Figure 5. SEM images of (a) SA from S. polyschides, (b) SA from Sargassum muticum, and (c) commercial SA at different magnifications, and their respective EDX spectra.
Table 7. EDX element quantification with normalised mass % and sodium–carbon (Na/C) ratio.

2.2.7. 1H NMR

The structure of alginate is mainly defined by the sequence pattern, G-block length, M/G ratio, and molecular weight, which are key in determining its physicochemical and technological properties [5]. Alginate with a high G content can form brittle and strong gels, while alginate rich in M blocks makes softer and more elastic gels. MG blocks give rise to alginate shrinkage and higher flexibility. In addition, alginate is unable to form gels if the molar fraction of the G blocks is less than 20–25% [54].
1H-NMR spectroscopy is the most reliable method for determining the alginate composition and block structure, providing values such as FM, FG, diad frequencies, M/G ratio, and triad frequencies [53,55,56]. The M/G ratio is crucial for predicting alginate’s application, as it influences the gel properties. Gel formation mainly occurs through G block interactions in the presence of divalent cations, with MG blocks forming weaker junctions. Crosslinking can occur via GG/GG, MG/MG, or GG/MG junctions. High M/G ratios yield soft, elastic gels, while low ratios result in strong, rigid gels [57].
The structural characterisation of the samples was performed by 1H NMR, and the alginate composition was determined by evaluating the anomeric proton region.
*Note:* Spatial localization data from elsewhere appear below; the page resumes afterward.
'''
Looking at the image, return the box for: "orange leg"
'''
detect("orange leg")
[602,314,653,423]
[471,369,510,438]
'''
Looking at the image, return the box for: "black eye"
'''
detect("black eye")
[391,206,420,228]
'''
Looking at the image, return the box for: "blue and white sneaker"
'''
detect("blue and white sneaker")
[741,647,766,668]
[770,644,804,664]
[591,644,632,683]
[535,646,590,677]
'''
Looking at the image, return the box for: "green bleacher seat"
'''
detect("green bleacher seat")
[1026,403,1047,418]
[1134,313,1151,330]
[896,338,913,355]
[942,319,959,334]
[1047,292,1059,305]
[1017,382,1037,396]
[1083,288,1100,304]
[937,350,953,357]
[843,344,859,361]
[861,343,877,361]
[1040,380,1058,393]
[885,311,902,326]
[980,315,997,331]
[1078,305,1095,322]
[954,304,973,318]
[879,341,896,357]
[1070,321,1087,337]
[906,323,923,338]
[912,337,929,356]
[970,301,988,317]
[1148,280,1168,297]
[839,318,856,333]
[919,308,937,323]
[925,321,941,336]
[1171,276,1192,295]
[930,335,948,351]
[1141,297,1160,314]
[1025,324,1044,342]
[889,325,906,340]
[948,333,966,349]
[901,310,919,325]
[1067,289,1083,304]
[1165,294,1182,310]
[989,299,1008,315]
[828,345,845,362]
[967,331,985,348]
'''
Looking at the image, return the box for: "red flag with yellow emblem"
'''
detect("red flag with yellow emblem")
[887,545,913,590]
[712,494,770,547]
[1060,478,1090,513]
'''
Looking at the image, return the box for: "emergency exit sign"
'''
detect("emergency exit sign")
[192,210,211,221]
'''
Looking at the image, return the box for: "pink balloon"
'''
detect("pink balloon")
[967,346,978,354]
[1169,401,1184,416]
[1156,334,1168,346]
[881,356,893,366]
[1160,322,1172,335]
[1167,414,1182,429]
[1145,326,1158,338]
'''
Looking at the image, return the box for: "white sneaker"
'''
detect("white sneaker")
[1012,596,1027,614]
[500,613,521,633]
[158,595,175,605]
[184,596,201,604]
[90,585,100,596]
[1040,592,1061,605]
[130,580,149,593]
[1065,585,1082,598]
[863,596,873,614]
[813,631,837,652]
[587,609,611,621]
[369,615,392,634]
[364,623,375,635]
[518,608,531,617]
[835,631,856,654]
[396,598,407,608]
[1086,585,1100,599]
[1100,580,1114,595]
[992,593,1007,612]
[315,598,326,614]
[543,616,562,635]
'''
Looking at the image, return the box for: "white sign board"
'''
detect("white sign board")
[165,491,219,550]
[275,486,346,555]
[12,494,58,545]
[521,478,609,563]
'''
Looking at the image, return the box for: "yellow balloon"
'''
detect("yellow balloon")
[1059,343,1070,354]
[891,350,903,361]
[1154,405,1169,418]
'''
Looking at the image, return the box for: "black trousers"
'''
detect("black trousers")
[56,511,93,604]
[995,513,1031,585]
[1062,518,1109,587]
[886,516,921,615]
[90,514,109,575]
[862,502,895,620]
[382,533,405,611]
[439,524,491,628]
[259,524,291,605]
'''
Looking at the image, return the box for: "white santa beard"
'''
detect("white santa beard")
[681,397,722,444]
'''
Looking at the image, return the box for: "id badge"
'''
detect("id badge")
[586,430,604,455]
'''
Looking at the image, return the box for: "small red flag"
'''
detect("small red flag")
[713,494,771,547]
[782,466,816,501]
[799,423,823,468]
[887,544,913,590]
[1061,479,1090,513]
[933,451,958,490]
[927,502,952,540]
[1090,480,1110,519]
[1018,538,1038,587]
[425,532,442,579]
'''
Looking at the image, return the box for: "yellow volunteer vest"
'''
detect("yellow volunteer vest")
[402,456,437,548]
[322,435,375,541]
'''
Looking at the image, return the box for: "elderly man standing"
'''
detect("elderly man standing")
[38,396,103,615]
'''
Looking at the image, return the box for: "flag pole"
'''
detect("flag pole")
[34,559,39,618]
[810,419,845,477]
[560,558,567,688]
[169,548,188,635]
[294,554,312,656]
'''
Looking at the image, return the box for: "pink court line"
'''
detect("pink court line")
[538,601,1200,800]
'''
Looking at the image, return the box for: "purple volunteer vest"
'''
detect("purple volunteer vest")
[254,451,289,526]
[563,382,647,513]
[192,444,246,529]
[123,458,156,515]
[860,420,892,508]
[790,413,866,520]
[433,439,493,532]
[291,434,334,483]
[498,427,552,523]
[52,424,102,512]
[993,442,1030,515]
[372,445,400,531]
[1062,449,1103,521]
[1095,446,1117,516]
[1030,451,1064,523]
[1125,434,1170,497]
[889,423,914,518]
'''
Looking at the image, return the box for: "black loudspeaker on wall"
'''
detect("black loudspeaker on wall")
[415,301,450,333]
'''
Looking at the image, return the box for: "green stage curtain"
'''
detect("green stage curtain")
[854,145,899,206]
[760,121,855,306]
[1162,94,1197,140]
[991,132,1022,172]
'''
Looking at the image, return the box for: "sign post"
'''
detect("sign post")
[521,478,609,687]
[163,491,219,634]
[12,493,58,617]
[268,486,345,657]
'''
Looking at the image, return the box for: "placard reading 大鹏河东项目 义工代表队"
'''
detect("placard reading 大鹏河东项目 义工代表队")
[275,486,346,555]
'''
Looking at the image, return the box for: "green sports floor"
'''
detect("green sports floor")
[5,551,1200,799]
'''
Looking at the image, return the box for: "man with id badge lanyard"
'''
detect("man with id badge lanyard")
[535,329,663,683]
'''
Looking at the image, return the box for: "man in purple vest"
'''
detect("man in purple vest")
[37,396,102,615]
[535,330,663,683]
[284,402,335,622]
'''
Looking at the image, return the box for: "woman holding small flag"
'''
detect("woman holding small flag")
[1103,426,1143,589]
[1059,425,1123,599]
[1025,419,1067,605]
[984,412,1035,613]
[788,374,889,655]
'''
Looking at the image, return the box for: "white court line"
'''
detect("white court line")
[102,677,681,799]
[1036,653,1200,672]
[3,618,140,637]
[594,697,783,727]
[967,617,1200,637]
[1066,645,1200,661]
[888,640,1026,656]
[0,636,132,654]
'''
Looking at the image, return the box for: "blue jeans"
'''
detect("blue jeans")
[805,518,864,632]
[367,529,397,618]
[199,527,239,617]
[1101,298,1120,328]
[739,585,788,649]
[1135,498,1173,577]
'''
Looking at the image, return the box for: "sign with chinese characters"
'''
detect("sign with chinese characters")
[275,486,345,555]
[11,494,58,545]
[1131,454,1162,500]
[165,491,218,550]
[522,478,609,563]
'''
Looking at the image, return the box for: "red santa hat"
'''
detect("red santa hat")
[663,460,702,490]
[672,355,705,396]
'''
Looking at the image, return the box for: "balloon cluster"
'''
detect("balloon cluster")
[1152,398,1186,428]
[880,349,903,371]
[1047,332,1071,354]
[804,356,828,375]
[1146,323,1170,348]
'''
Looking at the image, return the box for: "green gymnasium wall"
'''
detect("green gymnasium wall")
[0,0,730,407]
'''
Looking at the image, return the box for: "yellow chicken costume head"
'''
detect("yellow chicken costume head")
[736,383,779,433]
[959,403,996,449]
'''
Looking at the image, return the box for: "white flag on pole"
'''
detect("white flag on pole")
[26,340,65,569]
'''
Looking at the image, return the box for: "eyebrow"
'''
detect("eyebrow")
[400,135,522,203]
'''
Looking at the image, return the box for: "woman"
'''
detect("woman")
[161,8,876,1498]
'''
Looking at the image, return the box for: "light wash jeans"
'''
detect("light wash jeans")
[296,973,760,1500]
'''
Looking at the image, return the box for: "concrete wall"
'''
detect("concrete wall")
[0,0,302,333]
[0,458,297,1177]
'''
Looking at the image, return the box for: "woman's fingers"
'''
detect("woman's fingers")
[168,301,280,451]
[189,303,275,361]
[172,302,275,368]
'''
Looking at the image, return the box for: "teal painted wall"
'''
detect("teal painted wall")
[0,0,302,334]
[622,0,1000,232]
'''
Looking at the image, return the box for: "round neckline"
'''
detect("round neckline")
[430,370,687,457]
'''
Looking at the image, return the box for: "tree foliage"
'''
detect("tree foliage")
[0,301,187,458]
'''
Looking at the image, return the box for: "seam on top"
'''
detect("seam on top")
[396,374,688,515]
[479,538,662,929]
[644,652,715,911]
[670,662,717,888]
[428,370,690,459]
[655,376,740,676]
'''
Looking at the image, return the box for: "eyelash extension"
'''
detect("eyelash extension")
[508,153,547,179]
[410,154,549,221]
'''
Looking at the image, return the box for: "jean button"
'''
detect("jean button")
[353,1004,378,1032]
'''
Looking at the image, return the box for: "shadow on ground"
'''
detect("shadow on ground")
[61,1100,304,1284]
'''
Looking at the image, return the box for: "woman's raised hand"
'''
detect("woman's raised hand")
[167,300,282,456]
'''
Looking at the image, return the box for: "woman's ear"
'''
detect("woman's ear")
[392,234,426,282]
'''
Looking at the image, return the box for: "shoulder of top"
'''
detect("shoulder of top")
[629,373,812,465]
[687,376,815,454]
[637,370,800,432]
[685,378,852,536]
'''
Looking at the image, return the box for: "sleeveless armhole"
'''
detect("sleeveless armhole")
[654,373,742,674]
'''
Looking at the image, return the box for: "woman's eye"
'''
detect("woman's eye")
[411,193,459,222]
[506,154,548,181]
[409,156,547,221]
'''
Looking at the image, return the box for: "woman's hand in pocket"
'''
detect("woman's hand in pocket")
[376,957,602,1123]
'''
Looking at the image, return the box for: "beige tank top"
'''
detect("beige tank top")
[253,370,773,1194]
The spectra exhibited the characteristic signals of alginates (Figure 6), including the anomeric proton of guluronic acid (G1) at 5.0–5.1 ppm, and the overlapping signals of the mannuronic acid anomeric proton (M1) together with the H-5 proton of G residues (G5) in alternating GM blocks at 4.6–4.7 ppm. In addition, the H-5 proton of guluronic acid in homopolymeric G blocks appeared at 4.4–4.5 ppm [58]. The three signals observed in this anomeric region correspond to the integrated areas A1, A2, and A3, which were quantified for each sample and are reported in Table 8, enabling the comparison of the relative abundance of anomeric environments and the overall structural purity among the different alginate sources.
Figure 6. Assignment of the H1 and H5 signals for M and G residues; for all the alginate samples.
Table 8. Peak areas from the 1H NMR (5.3–4.3 ppm) analysis of commercial alginate and alginate extracted from S. polyschides and S. muticum.
The M/G ratio, each monomer (FG or FM), the diad sequences (FGG, FMM, FMG, and FGM), and triad sequences (FMGM, FMGG, and FGGM) were calculated using the Equations (5)–(10) [56,57]; these fractions are calculated using the peak areas shown in Table 8. For a more complete description of their sequence, it may be illustrative to use parameter ƞ, as defined by Equation (7).
For G units:
FG = AI/(AII + AIII)
For M units:
FM = 1 − FG
GG Fraction:
FGG = AIII/(AII + AIII)
GM Fraction:
FGM = FMG = FG − FGG
MM Fraction:
FMM = FM − FMG
M/G = (1 − FG)/FG
n = FMG/(FM × FG)
FMGM = FMG × FM
FMGG = FMG × FG
FGGM = FMG × FM
According to Grasdalen and coworkers, ƞ values < 1 represent the abundance of homopolymeric blocks, meaning there are long sequences of either M or G units. This implies that the polymer chain contains significant stretches of either M-M-M (mannuronate block) or G-G-G (guluronate block) sequences, with minimal mixing of M and G units. In this case, all samples showed a value <1, representing the homogeneity of G blocks. Both extracted and commercial alginates exhibited low M/G ratios (<1) and high G fractions, as seen in Table 9.
Table 9. Fractions, diad, and triad frequencies of SA quantified by 1H NMR.
Although there were similarities in the fractions of all the alginates, S. polyschides SA demonstrated a higher M content. However, the commercial variant displayed higher MM blocks, which are associated with hindering gel formation. The integral of a peak is proportional to the number of protons (hydrogen atoms) contributing to that peak [59]. The molecular weight and degree of polymerisation of the alginate samples can affect the NMR signal. The broader peaks in the commercial sample may be due to a higher degree of polymerisation or a higher molecular weight, resulting in stronger NMR signals, as a larger number of repeating units contribute to the signal [26,27].
The M/G ratio in alginate varies with the algae species, season, and origin, thus influencing gel properties. High M content yields soft, elastic gels, while high G content produces stronger, more rigid structures [60,61]. Low-molecular-weight alginate with high G content forms stable particles ideal for encapsulation [62]. High M content may stimulate immune responses [63], while high G content allows for better diffusion and crosslinking. In this case, the low viscosity observed may be due to the low M block content and higher G fractions [55].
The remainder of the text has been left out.